Strategisches Personalmanagement der Verwaltung durch Corona bedroht?

Rolf Dindorf

Nerven wie Drahtseile werden in Zukunft die kommunalen Kämmerer, Landesfinanzminister oder der Bundesfinanzminister haben müssen. Geschätzte 650 Milliarden Euro neue Schulden werden die drei Gebietskörperschaften (Bund, Land, Kommune) bis 2022 aufnehmen. Vielleicht wird die Finanz-Bazooka noch etwas höher ausfallen. Was aber hat das mit dem strategischen Personalmanagement der öffentlichen Verwaltung zu tun?

Wer rastet, der rostet: Öffentlicher Dienst und Personalmanagement

Gerät die strategische Personalentwicklung im Zuge der Pandemie auf das Abstellgleis? „CDU will 3000 Stellen in Landesverwaltung streichen“ titelte ‚die schwäbische‘ zu den Koalitionsverhandlungen in Baden-Württemberg. Partei und Ort sind egal. Diese Tendenz ist nicht neu. Gespart werden soll bei der Personalarbeit. Schuldenabbau durch Personalreduktion ist eine Milchmädchenrechnung. Gerade ein Dienstleistungsunternehmen wie der öffentliche Dienst hat als wichtigste Ressource das Personal. Wer hier spart, spart am falschen Ende.

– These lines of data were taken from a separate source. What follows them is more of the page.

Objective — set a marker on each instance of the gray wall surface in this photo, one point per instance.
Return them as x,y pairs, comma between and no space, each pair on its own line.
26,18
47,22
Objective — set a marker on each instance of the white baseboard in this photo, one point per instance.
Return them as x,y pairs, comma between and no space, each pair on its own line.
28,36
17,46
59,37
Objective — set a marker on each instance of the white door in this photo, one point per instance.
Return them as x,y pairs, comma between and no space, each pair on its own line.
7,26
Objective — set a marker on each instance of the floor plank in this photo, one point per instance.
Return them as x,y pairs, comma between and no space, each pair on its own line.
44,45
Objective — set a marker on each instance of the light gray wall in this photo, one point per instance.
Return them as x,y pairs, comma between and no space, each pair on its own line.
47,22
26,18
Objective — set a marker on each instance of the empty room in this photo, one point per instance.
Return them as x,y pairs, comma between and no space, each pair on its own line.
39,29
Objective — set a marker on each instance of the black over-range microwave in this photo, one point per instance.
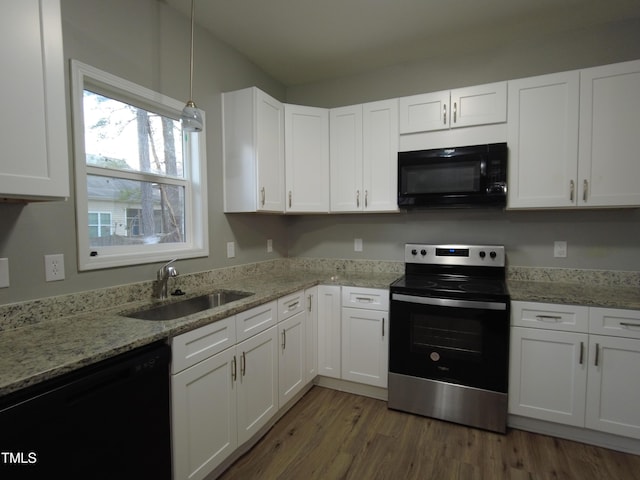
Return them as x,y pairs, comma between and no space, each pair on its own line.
453,177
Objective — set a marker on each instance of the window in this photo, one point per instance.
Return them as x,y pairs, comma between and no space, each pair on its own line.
140,180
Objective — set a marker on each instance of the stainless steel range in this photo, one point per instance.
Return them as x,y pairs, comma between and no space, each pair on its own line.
449,335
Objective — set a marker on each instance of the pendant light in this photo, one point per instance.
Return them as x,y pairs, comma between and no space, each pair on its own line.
191,118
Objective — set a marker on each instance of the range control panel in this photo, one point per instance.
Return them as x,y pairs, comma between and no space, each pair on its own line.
471,255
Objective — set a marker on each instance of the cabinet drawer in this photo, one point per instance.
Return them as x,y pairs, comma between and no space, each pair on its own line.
369,298
255,320
196,345
290,305
614,321
569,318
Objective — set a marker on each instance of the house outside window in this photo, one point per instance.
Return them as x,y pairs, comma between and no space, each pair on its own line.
140,180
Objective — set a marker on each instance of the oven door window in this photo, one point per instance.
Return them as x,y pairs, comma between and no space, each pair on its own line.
465,346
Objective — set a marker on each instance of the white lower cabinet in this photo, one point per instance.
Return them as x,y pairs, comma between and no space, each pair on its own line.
329,331
222,392
365,338
578,377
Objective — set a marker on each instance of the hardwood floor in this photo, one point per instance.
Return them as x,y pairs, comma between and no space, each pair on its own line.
335,435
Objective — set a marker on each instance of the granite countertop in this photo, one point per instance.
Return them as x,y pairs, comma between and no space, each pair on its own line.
41,351
575,294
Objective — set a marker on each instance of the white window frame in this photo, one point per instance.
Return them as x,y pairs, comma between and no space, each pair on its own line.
194,148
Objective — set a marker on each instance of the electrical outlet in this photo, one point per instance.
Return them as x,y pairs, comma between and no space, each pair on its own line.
231,249
560,249
54,267
4,272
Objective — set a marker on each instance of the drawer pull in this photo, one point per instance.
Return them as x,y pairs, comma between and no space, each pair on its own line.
364,299
627,324
581,352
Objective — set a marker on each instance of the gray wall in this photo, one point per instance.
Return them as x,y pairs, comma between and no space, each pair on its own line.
604,239
146,42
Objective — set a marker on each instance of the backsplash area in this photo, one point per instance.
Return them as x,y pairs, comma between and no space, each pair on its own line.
20,314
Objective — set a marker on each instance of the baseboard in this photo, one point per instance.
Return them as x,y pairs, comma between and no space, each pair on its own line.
577,434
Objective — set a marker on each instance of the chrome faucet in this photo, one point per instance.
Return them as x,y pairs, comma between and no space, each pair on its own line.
166,271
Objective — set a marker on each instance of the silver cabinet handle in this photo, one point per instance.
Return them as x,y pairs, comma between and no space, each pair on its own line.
581,352
628,324
545,318
572,189
234,371
585,189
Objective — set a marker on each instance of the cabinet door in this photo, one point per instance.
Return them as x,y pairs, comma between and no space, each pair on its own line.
203,405
35,160
269,153
346,158
613,392
609,141
365,346
548,375
257,382
311,333
292,359
478,105
425,112
380,155
306,159
329,331
542,135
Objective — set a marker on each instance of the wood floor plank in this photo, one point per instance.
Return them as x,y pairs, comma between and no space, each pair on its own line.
332,435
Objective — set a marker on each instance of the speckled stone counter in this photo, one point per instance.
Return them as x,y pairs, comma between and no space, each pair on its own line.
37,351
593,288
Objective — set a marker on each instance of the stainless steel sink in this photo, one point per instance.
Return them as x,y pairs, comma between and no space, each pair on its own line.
182,308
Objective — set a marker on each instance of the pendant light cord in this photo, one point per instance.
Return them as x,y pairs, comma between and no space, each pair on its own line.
191,59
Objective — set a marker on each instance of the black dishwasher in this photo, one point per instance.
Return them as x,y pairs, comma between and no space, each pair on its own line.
110,420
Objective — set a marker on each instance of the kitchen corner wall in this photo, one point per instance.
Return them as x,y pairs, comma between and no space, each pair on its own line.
597,239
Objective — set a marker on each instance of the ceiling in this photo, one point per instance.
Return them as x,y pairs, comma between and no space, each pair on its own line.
305,41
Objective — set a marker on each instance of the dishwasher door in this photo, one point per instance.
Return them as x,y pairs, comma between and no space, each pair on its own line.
110,420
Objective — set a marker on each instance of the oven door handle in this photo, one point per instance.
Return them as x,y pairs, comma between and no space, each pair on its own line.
449,302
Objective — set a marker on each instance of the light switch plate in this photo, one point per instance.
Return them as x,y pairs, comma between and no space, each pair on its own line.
560,249
4,272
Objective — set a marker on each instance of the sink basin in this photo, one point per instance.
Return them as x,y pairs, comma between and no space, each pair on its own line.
182,308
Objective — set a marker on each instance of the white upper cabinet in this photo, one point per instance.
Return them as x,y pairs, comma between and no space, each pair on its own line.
542,135
609,164
34,161
306,159
572,140
462,107
253,151
364,152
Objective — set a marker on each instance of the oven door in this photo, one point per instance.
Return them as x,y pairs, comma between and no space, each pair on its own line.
464,342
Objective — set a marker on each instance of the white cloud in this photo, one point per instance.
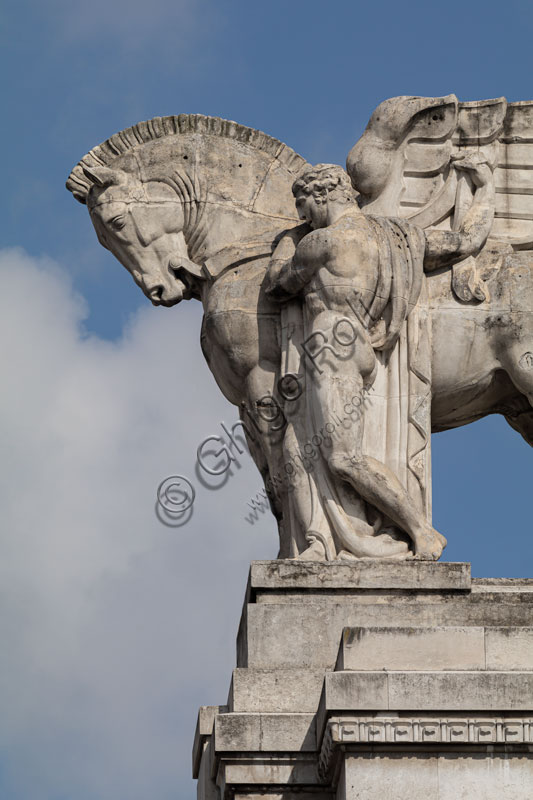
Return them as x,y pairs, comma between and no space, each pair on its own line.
114,628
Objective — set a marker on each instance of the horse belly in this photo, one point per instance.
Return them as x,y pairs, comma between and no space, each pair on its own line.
240,331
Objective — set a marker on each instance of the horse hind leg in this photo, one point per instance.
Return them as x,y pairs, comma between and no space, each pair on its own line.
522,422
519,414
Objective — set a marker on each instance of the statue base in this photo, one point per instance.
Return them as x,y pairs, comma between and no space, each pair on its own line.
374,680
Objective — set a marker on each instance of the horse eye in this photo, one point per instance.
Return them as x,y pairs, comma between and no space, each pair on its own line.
117,223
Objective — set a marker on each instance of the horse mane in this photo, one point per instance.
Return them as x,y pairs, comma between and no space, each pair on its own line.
160,127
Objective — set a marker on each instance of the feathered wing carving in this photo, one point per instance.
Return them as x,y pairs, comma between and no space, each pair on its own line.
402,164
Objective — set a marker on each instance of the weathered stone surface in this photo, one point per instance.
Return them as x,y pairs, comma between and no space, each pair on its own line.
436,776
278,634
509,648
288,575
426,691
369,648
204,729
265,733
431,214
473,699
275,690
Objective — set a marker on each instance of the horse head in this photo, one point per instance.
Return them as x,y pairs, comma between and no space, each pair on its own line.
142,224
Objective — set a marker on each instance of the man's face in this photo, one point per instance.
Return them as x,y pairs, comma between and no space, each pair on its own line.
316,214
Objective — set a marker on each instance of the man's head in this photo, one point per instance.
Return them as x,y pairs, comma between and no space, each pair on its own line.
319,188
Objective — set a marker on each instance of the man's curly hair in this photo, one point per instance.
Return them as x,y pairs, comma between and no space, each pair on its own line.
324,179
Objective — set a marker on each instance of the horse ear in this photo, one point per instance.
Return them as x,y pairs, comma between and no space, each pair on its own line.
103,176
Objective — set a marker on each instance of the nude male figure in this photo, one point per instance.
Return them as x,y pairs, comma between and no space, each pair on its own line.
338,259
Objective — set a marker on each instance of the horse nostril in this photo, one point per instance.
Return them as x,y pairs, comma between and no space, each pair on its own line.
156,292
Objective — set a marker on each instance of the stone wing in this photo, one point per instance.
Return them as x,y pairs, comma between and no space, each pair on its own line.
402,165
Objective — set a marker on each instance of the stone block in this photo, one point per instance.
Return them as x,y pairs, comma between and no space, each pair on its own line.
464,691
204,729
307,633
289,575
436,776
237,733
509,648
412,648
275,690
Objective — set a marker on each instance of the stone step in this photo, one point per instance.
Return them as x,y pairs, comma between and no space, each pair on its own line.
307,634
275,690
425,691
287,575
436,648
245,733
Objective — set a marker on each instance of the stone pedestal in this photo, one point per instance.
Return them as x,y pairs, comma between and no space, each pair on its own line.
374,680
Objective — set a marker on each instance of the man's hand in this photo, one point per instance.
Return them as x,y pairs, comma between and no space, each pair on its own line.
476,165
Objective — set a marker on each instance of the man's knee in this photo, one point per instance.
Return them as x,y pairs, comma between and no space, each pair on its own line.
342,462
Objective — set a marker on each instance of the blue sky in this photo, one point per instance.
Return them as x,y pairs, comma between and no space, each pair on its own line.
115,627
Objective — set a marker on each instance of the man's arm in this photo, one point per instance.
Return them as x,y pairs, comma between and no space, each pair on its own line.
444,248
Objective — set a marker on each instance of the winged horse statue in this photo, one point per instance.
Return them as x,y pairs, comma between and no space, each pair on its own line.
429,228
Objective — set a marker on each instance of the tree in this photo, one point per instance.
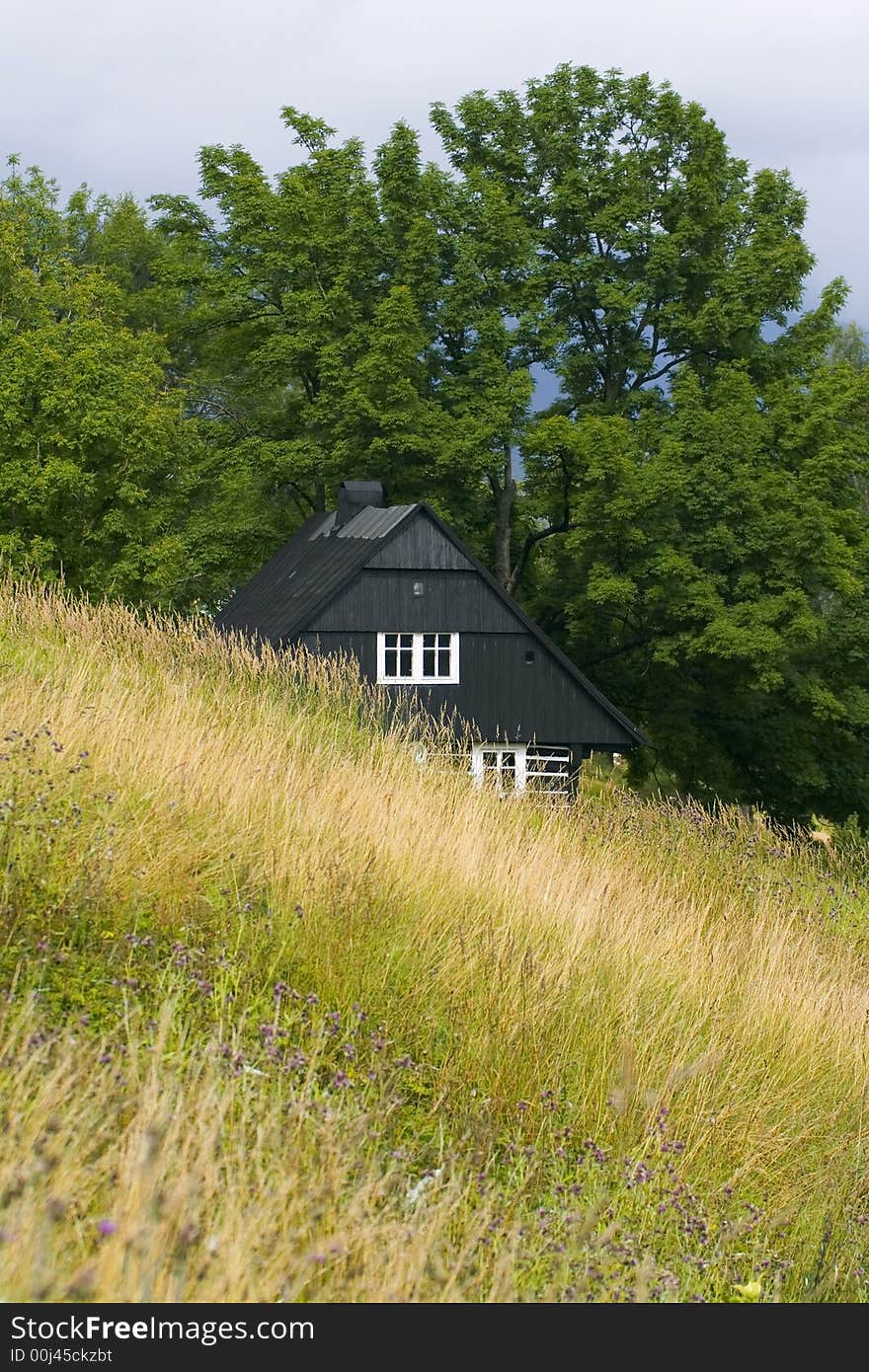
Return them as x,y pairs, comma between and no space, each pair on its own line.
714,580
653,246
92,452
309,303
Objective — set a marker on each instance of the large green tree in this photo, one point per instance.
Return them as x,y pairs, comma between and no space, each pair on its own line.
95,463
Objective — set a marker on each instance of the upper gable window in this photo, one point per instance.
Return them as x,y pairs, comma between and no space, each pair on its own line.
418,658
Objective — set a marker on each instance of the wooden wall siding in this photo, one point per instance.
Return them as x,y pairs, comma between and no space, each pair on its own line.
422,545
457,602
500,693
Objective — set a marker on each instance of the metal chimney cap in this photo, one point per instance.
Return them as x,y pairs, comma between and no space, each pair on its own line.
355,496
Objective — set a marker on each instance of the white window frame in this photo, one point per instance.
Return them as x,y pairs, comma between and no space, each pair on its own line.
416,676
517,771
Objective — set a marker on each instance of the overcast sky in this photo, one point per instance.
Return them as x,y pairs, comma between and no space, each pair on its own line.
121,94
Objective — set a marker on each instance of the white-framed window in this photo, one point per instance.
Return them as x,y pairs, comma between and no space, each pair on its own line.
418,658
502,766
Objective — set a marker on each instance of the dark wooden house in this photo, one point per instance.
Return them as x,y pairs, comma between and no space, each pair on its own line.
397,589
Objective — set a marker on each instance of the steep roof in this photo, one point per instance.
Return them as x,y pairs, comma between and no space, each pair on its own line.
308,571
320,562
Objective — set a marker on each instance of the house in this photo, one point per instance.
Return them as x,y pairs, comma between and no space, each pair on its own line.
396,587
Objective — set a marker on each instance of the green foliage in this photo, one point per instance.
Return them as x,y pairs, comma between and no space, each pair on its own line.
690,516
91,439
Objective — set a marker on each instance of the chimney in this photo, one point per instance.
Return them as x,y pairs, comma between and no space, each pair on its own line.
355,496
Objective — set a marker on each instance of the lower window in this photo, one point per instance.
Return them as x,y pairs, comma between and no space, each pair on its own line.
500,766
517,767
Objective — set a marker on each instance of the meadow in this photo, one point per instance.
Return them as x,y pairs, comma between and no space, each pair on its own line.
290,1017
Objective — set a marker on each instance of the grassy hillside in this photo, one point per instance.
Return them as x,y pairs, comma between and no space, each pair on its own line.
288,1017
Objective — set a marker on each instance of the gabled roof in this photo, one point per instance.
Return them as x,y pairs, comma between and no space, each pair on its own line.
308,571
319,562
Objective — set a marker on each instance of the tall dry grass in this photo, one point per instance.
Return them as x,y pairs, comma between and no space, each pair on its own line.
621,1047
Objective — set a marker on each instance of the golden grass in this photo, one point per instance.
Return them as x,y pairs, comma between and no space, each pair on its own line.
616,955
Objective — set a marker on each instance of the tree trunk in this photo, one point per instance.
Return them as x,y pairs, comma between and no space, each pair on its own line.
504,498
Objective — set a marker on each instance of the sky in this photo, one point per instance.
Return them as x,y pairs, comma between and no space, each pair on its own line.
121,94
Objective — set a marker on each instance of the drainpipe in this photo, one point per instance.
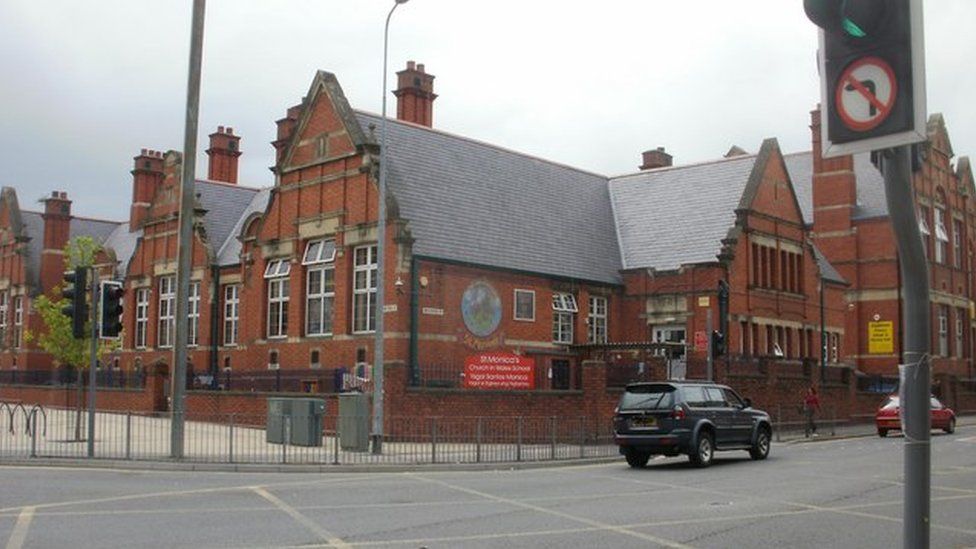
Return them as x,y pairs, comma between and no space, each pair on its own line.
214,326
414,322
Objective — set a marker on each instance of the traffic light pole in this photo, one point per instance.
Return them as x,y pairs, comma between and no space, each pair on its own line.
915,371
185,248
92,378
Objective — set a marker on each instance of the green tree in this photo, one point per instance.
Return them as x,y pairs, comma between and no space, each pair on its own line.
56,338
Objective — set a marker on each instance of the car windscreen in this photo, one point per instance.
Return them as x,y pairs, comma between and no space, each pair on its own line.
647,397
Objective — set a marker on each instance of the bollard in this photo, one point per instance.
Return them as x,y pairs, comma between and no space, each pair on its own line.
518,444
477,447
779,422
582,437
552,441
128,435
33,433
285,440
433,440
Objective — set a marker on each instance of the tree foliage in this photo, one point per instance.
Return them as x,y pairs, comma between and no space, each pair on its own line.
56,338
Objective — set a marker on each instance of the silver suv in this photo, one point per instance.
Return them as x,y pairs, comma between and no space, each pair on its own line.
687,417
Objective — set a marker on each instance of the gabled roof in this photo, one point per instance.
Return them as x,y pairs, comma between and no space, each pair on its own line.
229,252
676,216
225,204
475,203
870,186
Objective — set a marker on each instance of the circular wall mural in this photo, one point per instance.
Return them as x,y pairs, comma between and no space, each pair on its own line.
481,309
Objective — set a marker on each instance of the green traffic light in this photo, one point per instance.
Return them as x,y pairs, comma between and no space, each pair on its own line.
851,28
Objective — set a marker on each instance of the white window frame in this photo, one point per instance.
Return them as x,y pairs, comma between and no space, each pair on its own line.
563,307
564,302
943,330
167,312
515,305
941,235
319,251
193,316
959,332
4,306
232,314
141,334
18,320
324,297
364,289
957,229
597,328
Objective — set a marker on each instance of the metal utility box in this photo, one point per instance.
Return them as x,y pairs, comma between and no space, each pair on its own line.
305,416
306,421
354,422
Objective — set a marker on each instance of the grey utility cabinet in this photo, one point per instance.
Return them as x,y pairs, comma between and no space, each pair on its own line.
300,419
354,421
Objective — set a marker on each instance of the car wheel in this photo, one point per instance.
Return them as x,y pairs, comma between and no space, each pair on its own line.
760,449
704,450
636,459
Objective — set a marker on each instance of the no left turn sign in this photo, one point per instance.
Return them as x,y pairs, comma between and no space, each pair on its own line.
866,93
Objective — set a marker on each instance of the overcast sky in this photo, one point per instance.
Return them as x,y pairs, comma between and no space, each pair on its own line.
86,85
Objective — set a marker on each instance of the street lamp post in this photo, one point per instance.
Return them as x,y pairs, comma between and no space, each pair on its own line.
378,370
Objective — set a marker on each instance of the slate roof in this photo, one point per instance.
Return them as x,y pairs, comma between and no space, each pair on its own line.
225,204
870,185
472,202
229,252
679,215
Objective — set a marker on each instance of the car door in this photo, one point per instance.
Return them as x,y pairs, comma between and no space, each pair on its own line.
722,414
743,420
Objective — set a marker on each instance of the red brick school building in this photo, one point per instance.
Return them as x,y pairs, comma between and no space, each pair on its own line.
516,284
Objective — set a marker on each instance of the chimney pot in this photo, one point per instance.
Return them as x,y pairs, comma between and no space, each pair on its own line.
656,158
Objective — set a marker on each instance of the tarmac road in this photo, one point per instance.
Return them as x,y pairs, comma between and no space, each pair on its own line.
829,493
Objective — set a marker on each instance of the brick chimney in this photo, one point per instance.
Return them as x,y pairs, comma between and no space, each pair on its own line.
656,158
286,126
147,177
834,187
415,95
57,231
225,148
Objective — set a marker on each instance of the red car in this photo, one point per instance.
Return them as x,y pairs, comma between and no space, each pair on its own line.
887,418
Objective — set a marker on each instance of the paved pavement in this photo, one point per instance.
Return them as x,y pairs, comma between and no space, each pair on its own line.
845,492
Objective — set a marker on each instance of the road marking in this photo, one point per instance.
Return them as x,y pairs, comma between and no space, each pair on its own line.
590,522
322,533
19,535
197,491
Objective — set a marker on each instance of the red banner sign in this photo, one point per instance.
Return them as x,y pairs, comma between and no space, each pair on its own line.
499,371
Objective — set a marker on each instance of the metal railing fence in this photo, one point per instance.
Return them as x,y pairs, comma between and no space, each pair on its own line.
249,439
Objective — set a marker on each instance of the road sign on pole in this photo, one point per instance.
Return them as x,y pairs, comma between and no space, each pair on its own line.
872,74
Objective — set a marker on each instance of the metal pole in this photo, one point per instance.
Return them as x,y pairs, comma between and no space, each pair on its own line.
184,262
92,380
915,371
823,339
380,262
708,344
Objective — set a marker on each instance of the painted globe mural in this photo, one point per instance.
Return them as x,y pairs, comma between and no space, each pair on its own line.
481,309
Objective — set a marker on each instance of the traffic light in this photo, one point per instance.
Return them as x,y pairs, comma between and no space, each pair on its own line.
718,344
110,311
872,74
77,308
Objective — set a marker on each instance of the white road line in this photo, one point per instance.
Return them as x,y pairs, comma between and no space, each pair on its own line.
322,533
19,535
601,525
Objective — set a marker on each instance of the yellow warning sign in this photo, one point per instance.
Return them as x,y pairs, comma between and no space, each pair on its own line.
881,337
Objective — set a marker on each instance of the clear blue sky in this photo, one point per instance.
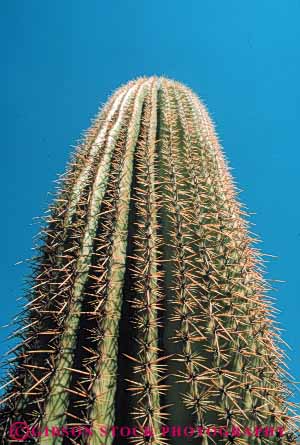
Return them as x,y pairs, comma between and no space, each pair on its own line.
60,61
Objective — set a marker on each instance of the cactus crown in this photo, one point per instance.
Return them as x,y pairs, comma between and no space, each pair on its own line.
148,304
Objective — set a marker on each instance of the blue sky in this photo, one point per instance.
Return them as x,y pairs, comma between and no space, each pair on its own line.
61,60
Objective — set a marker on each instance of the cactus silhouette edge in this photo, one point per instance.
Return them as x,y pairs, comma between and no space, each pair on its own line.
148,305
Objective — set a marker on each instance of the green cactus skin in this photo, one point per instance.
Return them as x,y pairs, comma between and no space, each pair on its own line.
148,305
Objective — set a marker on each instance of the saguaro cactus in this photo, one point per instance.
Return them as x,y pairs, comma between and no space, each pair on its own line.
148,307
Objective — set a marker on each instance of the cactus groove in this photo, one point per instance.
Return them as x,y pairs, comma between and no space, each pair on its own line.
148,305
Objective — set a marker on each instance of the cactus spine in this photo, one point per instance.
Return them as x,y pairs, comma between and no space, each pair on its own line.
148,305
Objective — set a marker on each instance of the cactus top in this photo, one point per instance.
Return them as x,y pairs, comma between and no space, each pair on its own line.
148,305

Sorgenfalte demographischer Wandel in der Verwaltung

Ja, es gibt ihn noch. Vor lauter Digitalisierung kommt der demographische Wandel in der Verwaltung medial nur noch am Rande vor. Schulamt, Gesundheitsamt, Pflege oder Rechtsamt… die Kommunen können ein Lied vom demographischen Wandel singen. Schon heute sind weit über 300.000 Stellen in den Behörden nicht besetzt. Sowohl die Alterung des Personalstammes als auch das Durchschnittsalter der Mitarbeitenden steigt kontinuierlich. In den nächsten 10 Jahren scheiden beim Bund alleine 31,8% der Beschäftigten nach Angaben des dbb aus. Der demographische Wandel im öffentlichen Dienst kommt als Tsunami erst noch. Für das strategische Personalmanagement bedeutet diese Entwicklung viel Arbeit (und Geld).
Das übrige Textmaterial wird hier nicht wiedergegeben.